Saturday, November 15, 2008

The Novel Reader



Around mid-November 1888, while in Arles, van Gogh painted this "liseuse de romans," or novel-reader, today in a private collection (click on image to enlarge). She is rendered in a sketchy, expressionistic style and seems to have been an experimental piece on Vincent's part, namely because he was not working from a model, his usual practice. He painted this figure from his imagination, and if he based her on someone he knew, we don't know her identity. In the letter to his sister Wilhemina in which he describes this picture (W9), Vincent mentions his house-guest, Paul Gauguin, adding that Gauguin "strongly encourages me to work often from pure imagination." As someone who preferred to base his pictures in something tangible, even if he altered reality in the end, Vincent found this technique "de tête" a challenge.

Particularly noteworthy here is the book in the woman's hands. To a viewer of our time it seems innocuous, but a viewer of Vincent's day would instantly identify the book as a "modern" novel, typically published as yellow-covered paperbacks. Books are a recurring motif in van Gogh's work; often he depicts the novels that he enjoyed so much, by authors like Zola or the Goncourts. But such novels were acceptable reading for a man -- not for a woman. Vincent differed from most men of his time in believing women *should* read modern novels, so they themselves could be modern in thinking and worldview. As art historian Judy Sund* says it, for "this imagined female...[to be] reading a yellow book (i.e. a modern novel) with wide-eyed attention reflects the artist's conviction that everyone should read, and suggests anew that his conception of the ideal woman included a devotion to the modern fiction that was modelled on his own" ("Favoured Fictions," p. 260). Vincent's surviving letters to his sister Wil include many reading recommendations. In the letter mentioning "La Liseuse de Romans," he says, "It is a very good thing that you have at last started to read Au Bonheur des Dames" [a novel by Emile Zola about a girl working in a Parisian department store]. We can contrast Vincent's attitude with his brother Theo, who says in a letter to a female acquaintance (T1a), "...so many fine things are written that one can hardly discuss, at least with ladies. Zola, Guy de Maupassant and others will go on belonging to the forbidden fruits for a long time to come." One wonders what he thought of Vincent's encouraging Wil to read exactly those books!

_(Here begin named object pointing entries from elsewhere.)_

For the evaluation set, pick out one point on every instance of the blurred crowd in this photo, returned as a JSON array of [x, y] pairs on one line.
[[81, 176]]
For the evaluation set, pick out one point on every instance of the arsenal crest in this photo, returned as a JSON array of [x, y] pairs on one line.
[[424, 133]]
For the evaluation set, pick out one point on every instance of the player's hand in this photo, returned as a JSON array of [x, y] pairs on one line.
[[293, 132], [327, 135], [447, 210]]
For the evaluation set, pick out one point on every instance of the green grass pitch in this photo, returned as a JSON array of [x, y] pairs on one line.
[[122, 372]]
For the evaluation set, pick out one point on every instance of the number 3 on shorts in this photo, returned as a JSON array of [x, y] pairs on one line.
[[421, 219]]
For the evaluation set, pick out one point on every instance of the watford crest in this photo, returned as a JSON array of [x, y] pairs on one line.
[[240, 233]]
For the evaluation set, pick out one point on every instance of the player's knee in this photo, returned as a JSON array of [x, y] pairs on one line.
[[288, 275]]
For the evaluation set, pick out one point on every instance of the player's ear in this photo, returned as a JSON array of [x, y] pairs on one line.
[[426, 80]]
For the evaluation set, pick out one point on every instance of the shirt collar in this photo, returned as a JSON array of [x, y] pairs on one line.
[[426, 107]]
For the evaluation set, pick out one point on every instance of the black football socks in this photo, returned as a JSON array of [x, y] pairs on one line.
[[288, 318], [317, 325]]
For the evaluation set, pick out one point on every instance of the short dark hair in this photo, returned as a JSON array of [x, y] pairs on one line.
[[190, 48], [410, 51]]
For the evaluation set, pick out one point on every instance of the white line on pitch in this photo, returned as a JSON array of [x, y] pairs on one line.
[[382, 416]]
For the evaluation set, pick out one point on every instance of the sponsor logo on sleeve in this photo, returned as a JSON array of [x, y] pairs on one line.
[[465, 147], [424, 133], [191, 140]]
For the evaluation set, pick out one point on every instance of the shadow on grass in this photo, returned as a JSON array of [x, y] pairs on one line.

*Judy Sund, "Favoured Fictions: Women and Books in the Art of Van Gogh," Art History 11, 2 (June 1988) 255-267.

1 comment:

TA Gilbert said...

I'm conscious that I'm commenting 14 years late, but thank you for this enlightening post. I arrived here after googling the picture in English, but it's helpful that your refer to the original French name (or perhaps Vincent would have thought of it in Dutch?). I'm studying creative writing, and this painting is on the cover of my Penguin copy of David Lodge's book The Art of Fiction, so I was intrigued and wanted to know more about it. Thanks, again.